A small temple, covering the footprints of the Buddha, near the Mahabodhi temple, Bodhgaya (Bihar). 27 December 1824
Artist: D'Oyly, Sir Charles (1781-1845)
Medium: Pen and ink on paper
Pen and ink drawing of a small temple, covering the footprints of the Buddha, near the Mahabodhi temple, Bodhgaya in Bihar, by Sir Charles D'Oyly (1781-1845), from an Album of 80 drawings of views in Bengal and Bihar taken between January 1823 and May 1825.

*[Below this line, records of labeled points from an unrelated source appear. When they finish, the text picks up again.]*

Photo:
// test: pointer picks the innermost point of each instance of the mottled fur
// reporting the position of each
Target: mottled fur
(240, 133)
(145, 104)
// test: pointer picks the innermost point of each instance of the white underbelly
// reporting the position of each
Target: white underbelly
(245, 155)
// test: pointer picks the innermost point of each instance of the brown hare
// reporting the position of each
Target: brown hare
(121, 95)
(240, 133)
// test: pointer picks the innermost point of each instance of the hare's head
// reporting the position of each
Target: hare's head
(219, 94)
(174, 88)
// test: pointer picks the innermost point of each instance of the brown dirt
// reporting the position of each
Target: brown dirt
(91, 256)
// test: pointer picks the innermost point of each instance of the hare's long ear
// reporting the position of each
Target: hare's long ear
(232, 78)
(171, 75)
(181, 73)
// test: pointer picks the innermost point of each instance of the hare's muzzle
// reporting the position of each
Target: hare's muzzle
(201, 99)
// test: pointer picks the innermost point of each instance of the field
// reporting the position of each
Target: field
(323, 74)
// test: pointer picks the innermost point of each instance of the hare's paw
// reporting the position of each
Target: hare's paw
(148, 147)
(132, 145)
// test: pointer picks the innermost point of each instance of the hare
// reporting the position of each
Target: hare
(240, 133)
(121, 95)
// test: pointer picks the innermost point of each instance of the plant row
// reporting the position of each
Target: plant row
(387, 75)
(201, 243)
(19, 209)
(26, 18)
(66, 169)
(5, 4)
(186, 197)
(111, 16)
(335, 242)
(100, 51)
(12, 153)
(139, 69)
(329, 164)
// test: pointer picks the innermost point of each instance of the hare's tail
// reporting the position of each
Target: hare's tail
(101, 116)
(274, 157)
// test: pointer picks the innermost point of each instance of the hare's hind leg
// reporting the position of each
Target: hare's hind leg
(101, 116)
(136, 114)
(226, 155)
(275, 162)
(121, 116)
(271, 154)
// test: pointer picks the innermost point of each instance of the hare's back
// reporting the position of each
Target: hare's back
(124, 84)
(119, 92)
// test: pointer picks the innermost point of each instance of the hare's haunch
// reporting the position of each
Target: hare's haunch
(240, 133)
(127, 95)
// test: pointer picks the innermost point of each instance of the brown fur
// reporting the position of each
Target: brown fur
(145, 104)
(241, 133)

The Mahabodhi Temple complex is one of the holiest sites related to the life of the Buddha as it is the place where he attained enlightenment. The present temple dates from the 7th century with later additions, and was built on the site of a previous temple erected by Emperor Ashoka in the 3rd century BC. The temple consists of a central sanctuary with a tall pyramidal tower that is over 50 metres high and houses a large gilded image of the Buddha. The temple is built in front of the Bodhi Tree, the tree under which the Buddha obtained enlightenment, which is surrounded by a quadrangular stone railing that dates to the 2nd century BC. This image is the original drawing for plate 19 of 'Sketches of the New Road in a Journey from Calcutta to Gyah' (Calcutta, 1830). D'Oyly wrote: "This singular pile seems to have been erected for preliminary worships previous to the entrance of Pilgrims into the body of the Sacred Edifice, at the door of which it is situated. In the centre of the sqaure is a large black stone slab bearing the impression of the feet of Bhood and leaning against against the 4 pillars are grey stone images, some rudely and others well and sharply cut. The figures are generally representations of Bhood distinguished by his close curled locks, dismembered nose, and thick lips. The apartments seen on the right hand of the plate are appropriated to the use of the Priests of the Temple."